Fact: I’ve declared myself a Buddhist; yet I’ve also declared myself willing and eager to find a voice and a vision for Canada, which is a worldly attachment if I’ve ever heard one.
Fact: I love hockey, and I’ll be cheering fervently for our hockey teams in Torino, yet I despise patriotism as an ego trip and distrust nationalism as a recent historical invention and a threat to global peace.
Does this pair of facts add up to nothing more than a paradox?
How can I sit in my little house in my little neighbourhood, among the little Buddhas, on a big couch looking at a big TV with a big red maple leaf on my t-shirt and a beer in my hand, yelling “GO CANADA!”?
I think the answer, if there is one, has to do with two aspects of my character, the observing self and the active self. My active self is a warrior. That guy gets involved. He wades in, fists flying, willing to shed blood if necessary, to fight for the cause, to be engaged and alive. He’s a vehicle-driving, hammer-swinging, guitar-playing, canoe-paddling, woman-loving, Canadian human doing, and he is a force to be reckoned with, for a while, anyway.
My observing self, by contrast, simply watches him go.

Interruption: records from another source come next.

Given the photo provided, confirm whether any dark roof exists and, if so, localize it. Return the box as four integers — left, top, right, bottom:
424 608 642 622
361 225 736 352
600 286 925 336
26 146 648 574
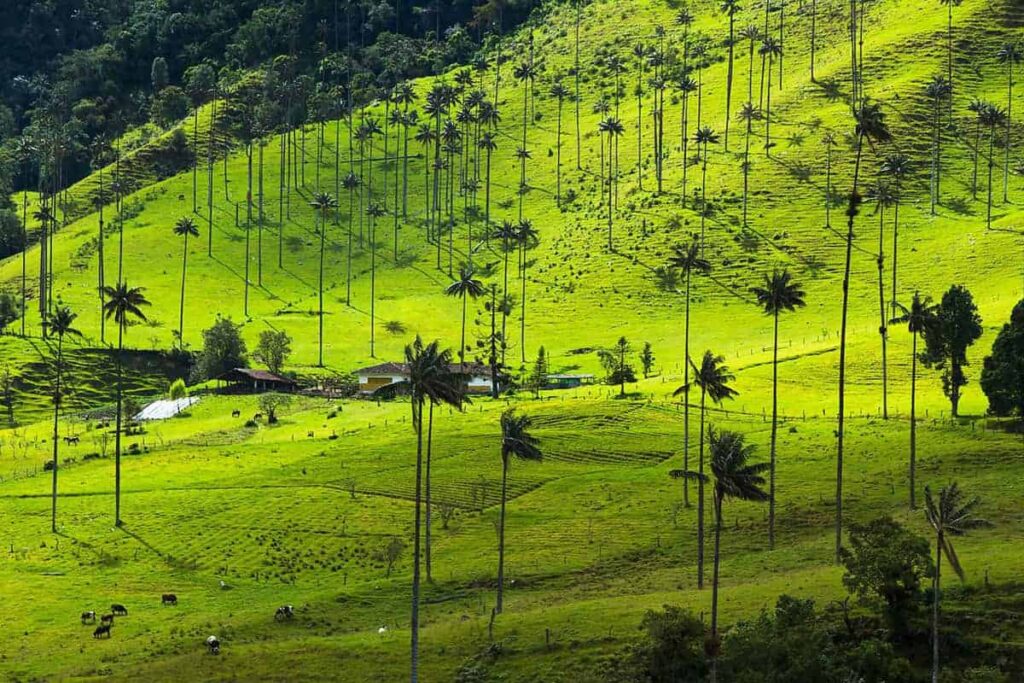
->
221 368 297 384
355 362 490 375
355 362 408 375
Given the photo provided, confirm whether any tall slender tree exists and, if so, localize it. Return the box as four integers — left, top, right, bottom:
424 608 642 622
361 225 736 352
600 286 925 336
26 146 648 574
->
495 409 544 614
925 481 991 683
174 216 199 348
675 351 738 589
892 292 935 510
669 237 711 508
836 98 892 562
752 268 807 549
103 282 150 526
45 306 82 533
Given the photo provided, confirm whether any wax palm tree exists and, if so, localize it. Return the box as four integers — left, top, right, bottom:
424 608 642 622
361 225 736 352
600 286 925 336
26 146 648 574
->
103 282 150 526
548 81 571 206
495 409 544 614
389 337 465 681
925 76 952 216
444 264 484 362
752 268 807 549
979 104 1007 228
693 126 719 248
676 76 697 206
737 102 761 227
174 217 199 348
760 36 782 157
925 481 991 683
367 202 387 358
669 237 711 507
44 306 82 533
476 130 497 226
836 98 892 562
995 43 1024 203
882 152 910 315
719 0 740 152
671 429 771 682
891 292 935 510
939 0 964 116
821 133 836 228
341 171 361 306
309 193 338 368
674 350 739 589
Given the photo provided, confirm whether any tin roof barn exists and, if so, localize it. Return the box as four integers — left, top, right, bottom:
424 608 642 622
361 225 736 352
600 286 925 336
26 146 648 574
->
355 362 493 394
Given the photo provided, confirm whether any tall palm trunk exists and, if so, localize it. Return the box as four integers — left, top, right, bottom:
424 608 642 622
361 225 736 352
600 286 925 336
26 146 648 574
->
711 490 722 683
410 395 423 683
770 309 778 548
697 387 708 589
495 455 509 614
50 334 63 533
836 135 864 562
423 401 434 584
932 531 942 683
178 231 188 348
876 205 889 420
910 332 918 510
114 321 126 526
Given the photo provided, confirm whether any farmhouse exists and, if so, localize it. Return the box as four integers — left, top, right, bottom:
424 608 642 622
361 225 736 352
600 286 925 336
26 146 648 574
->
355 362 493 394
217 368 298 393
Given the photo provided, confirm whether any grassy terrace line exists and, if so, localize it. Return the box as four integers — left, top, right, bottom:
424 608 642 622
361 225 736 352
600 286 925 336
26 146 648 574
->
0 0 1024 681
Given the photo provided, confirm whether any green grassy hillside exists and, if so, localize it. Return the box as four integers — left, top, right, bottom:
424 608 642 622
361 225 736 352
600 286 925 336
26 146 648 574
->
0 0 1024 681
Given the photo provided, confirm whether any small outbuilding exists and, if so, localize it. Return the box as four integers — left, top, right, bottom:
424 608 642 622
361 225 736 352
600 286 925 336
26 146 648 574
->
217 368 298 393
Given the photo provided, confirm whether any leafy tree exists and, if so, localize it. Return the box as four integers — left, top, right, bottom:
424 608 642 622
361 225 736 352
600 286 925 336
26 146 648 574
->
669 236 711 507
674 350 739 589
892 292 935 510
45 306 82 533
673 429 770 683
495 409 544 614
618 605 708 683
841 517 934 640
753 268 807 549
0 292 22 333
103 282 150 526
925 481 991 683
444 265 484 362
981 301 1024 417
253 330 292 373
174 217 199 348
640 342 654 379
193 317 249 381
921 285 982 418
526 346 548 398
259 391 292 425
597 337 637 396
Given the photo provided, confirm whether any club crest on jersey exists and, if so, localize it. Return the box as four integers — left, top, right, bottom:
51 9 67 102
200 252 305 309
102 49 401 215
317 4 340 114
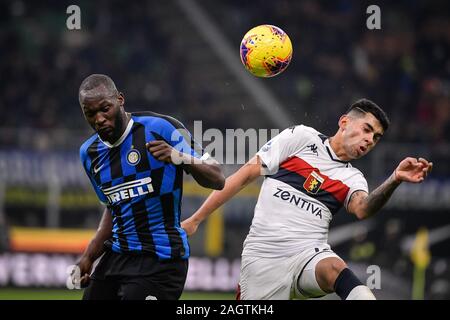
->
303 171 325 193
127 149 141 166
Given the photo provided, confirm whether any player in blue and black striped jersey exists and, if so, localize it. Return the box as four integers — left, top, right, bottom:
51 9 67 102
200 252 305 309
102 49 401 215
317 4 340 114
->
78 74 229 299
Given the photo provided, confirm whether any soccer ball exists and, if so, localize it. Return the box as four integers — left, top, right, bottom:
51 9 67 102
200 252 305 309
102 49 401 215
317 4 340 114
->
240 24 292 78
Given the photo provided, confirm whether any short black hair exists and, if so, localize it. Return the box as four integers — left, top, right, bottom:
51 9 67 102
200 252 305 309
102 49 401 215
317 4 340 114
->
346 99 391 131
78 73 118 94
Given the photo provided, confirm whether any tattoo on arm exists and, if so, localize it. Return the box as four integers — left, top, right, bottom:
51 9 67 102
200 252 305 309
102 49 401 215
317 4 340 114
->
364 175 400 217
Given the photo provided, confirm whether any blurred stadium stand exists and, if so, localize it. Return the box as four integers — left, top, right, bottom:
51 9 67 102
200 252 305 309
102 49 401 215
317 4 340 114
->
0 0 450 299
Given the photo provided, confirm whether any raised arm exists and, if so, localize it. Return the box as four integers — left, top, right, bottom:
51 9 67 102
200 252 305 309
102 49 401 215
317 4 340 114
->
181 156 261 235
347 158 433 219
146 140 225 190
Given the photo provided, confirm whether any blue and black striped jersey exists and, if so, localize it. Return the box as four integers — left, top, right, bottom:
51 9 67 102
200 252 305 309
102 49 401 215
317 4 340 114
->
80 112 203 260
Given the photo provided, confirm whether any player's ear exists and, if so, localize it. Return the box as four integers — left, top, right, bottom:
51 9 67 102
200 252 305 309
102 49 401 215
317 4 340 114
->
117 92 125 107
338 114 350 129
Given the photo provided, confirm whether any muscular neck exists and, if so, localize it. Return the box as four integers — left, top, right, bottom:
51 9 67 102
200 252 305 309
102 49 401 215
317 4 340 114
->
328 134 352 161
108 112 131 144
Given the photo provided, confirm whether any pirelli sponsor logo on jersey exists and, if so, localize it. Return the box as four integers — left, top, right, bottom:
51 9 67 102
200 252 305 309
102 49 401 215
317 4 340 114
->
303 171 325 193
102 177 153 204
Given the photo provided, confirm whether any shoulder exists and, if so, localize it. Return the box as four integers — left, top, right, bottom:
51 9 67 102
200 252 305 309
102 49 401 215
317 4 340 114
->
282 124 326 142
131 111 185 130
80 133 98 159
284 124 321 135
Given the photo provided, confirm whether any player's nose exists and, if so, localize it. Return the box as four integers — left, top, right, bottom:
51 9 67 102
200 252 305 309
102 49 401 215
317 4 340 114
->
95 113 106 127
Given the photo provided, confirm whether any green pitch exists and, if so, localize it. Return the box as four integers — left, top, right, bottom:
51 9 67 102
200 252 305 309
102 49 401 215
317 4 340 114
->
0 288 235 300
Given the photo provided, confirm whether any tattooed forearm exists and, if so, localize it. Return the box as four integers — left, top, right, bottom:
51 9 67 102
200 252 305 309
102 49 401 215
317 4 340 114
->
364 174 400 218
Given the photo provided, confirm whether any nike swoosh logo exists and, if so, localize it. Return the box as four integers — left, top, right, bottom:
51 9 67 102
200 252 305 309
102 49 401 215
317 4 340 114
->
94 165 103 174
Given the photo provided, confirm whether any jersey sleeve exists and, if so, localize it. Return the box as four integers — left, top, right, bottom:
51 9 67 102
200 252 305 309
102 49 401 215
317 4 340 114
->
80 146 108 205
256 125 307 175
344 170 369 210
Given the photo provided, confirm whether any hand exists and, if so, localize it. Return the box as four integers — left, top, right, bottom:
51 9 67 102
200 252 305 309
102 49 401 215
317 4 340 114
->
145 140 182 164
72 256 93 288
394 157 433 183
181 218 199 236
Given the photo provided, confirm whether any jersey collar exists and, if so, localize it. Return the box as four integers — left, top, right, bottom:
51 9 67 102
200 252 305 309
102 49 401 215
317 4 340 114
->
98 118 134 148
320 136 349 164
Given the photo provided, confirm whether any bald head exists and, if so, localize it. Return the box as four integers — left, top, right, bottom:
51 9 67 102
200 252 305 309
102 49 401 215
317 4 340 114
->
78 74 119 104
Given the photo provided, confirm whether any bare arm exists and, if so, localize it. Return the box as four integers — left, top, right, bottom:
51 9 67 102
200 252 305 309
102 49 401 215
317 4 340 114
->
146 140 225 190
181 156 261 235
347 158 433 219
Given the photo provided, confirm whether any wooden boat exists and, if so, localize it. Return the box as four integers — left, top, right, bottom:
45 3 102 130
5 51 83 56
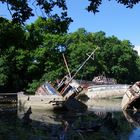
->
121 81 140 110
85 84 129 99
18 48 97 111
18 76 87 111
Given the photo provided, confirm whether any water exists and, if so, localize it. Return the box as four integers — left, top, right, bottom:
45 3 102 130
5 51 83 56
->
0 100 140 140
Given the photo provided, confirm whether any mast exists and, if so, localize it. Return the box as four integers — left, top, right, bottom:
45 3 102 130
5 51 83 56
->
60 47 99 94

My observing self can see the limits of this so-called man of the so-called world. He knows he’s bound to fall, bound to fail, bound to die. He’s got a tragic flaw: He’s human. He’s going down. But let’s not let that spoil our day.
Buddhism is my acknowledgement of the observing self, the way I honour the dispassionate, equanimous elder growing within. In the end we leave all this stuff behind, and I’d like to diminish the suffering of attachment along the way. That’s shaman talk.

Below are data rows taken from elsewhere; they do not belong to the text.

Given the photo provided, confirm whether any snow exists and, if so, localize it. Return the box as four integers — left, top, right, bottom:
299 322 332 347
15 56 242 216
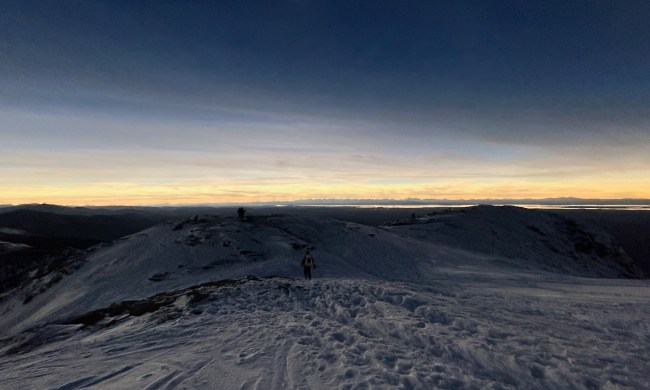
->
0 208 650 389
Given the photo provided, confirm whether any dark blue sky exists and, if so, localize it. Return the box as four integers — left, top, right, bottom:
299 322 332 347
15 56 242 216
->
0 0 650 204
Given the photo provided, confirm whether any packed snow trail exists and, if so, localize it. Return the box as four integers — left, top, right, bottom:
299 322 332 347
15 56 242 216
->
0 278 650 389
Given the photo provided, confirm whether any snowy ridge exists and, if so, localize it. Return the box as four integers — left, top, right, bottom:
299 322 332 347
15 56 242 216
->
0 207 650 389
387 206 644 278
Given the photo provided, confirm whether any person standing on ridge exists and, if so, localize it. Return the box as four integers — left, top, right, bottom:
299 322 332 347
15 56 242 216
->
300 249 316 280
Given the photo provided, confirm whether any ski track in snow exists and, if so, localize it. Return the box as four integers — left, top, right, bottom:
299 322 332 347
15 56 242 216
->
0 209 650 390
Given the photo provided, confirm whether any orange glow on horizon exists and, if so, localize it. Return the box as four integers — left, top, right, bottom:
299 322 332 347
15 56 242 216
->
0 179 650 206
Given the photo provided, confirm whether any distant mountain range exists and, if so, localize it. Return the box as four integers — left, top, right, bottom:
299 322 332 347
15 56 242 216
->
5 197 650 210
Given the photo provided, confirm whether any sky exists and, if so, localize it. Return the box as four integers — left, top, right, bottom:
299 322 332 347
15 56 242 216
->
0 0 650 205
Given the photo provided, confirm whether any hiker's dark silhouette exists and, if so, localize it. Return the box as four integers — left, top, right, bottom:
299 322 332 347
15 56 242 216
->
300 249 316 280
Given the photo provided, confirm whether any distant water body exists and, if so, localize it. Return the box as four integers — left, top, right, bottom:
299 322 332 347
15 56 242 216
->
294 203 650 211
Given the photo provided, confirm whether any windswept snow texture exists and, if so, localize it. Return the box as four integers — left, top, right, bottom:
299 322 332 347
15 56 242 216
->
0 207 650 389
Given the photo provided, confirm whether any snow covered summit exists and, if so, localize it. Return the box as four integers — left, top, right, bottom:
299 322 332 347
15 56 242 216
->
0 206 650 389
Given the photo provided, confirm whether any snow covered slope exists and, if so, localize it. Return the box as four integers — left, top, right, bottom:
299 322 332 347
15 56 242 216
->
387 206 643 278
0 207 650 389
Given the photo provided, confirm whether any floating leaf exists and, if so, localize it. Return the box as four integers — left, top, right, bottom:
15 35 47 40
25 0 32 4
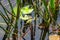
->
50 0 55 8
20 15 31 20
21 5 33 14
14 5 33 20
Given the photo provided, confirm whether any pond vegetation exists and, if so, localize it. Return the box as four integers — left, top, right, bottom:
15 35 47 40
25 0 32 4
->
0 0 60 40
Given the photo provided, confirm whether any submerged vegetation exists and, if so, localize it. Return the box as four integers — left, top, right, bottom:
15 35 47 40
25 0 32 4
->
0 0 60 40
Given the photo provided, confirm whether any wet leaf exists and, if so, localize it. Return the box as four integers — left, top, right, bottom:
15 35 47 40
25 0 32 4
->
14 5 33 20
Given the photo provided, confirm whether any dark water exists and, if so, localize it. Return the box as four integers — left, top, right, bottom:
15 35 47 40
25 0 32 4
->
0 0 60 40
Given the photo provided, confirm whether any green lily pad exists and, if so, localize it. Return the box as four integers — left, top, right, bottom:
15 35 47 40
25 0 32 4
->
14 5 33 20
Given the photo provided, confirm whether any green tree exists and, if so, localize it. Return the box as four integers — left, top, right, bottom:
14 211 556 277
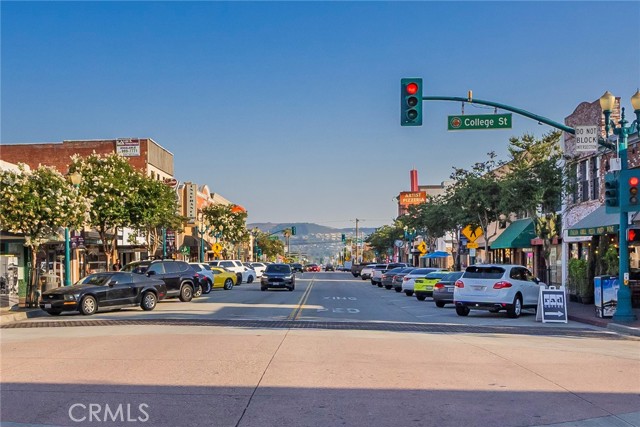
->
201 204 249 253
446 152 512 253
129 174 186 255
505 131 565 278
0 164 90 305
69 153 140 269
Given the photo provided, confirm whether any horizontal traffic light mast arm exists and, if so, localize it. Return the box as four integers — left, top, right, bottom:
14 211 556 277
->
422 96 576 135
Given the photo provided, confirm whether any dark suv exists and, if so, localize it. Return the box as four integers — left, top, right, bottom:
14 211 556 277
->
122 259 202 302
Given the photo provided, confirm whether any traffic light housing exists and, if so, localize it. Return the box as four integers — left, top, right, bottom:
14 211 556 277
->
627 173 640 210
604 172 620 213
400 78 422 126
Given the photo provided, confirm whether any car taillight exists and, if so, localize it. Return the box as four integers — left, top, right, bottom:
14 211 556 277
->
493 281 511 289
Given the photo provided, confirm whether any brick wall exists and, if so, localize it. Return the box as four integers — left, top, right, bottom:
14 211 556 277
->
0 139 149 174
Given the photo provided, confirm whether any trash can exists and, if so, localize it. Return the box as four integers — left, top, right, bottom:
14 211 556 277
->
593 276 620 318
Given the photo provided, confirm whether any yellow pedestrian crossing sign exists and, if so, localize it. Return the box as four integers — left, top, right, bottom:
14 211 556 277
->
418 242 427 255
462 225 484 242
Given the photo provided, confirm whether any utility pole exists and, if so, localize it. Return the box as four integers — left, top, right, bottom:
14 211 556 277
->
354 218 360 264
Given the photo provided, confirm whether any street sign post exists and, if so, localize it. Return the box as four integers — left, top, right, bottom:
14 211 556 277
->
447 114 511 130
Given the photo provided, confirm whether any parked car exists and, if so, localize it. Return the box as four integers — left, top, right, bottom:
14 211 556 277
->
209 259 257 285
413 270 450 301
210 267 238 291
453 264 546 318
260 264 296 291
371 262 408 288
356 264 387 280
189 262 213 296
40 271 167 316
391 267 416 292
289 262 304 273
401 267 439 297
381 267 406 289
433 271 462 308
304 264 320 272
122 259 203 302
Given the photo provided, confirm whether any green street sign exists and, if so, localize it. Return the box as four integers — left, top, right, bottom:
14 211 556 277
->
447 114 511 130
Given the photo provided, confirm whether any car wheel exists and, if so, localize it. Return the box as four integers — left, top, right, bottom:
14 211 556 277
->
456 305 470 316
80 295 98 316
193 285 202 298
202 279 211 294
180 285 193 302
507 295 522 319
140 292 158 311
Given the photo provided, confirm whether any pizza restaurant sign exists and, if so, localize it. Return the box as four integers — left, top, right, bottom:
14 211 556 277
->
398 191 427 206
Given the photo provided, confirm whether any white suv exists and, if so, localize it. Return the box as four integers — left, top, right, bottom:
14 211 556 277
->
453 264 546 318
209 259 258 285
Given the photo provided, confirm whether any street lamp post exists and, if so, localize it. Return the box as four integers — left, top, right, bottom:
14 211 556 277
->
600 90 640 322
64 172 82 286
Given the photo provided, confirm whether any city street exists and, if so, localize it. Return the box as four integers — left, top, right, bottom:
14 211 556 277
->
1 272 640 427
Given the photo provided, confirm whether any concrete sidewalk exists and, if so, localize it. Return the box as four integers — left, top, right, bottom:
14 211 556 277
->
0 295 640 336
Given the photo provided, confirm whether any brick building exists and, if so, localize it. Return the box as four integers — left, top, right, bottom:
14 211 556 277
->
0 138 173 180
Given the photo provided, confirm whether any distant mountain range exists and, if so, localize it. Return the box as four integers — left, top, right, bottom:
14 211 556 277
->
247 222 376 236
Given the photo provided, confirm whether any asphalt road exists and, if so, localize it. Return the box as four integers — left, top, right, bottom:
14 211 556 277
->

Canada is the skin my warrior lives in. It’s a style, a statement, an involvement, a cultural investment. So long as I am engaged in being an individual in a specific set of circumstances, I choose this one, and I choose it with the passion and energy of a hockey player. That’s warrior talk.
Perhaps all dichotomies are false. The warrior, like the observer, lives by a code. Is the cause more important than the code? No. It is better to lose with honour than to win by cheating. And the enemy is to be respected, and the influence of good fortune to be acknowledged, and the transience of all things to be remembered. Truly, the glory belongs to God. In the struggles we all face in our own mighty and mini quests, what is really golden is the effort, not the prize.
So if you hear me shouting “Go CANADA!”, it’s just both my selves in harmony, hoping fervently (and dispassionately) for gold.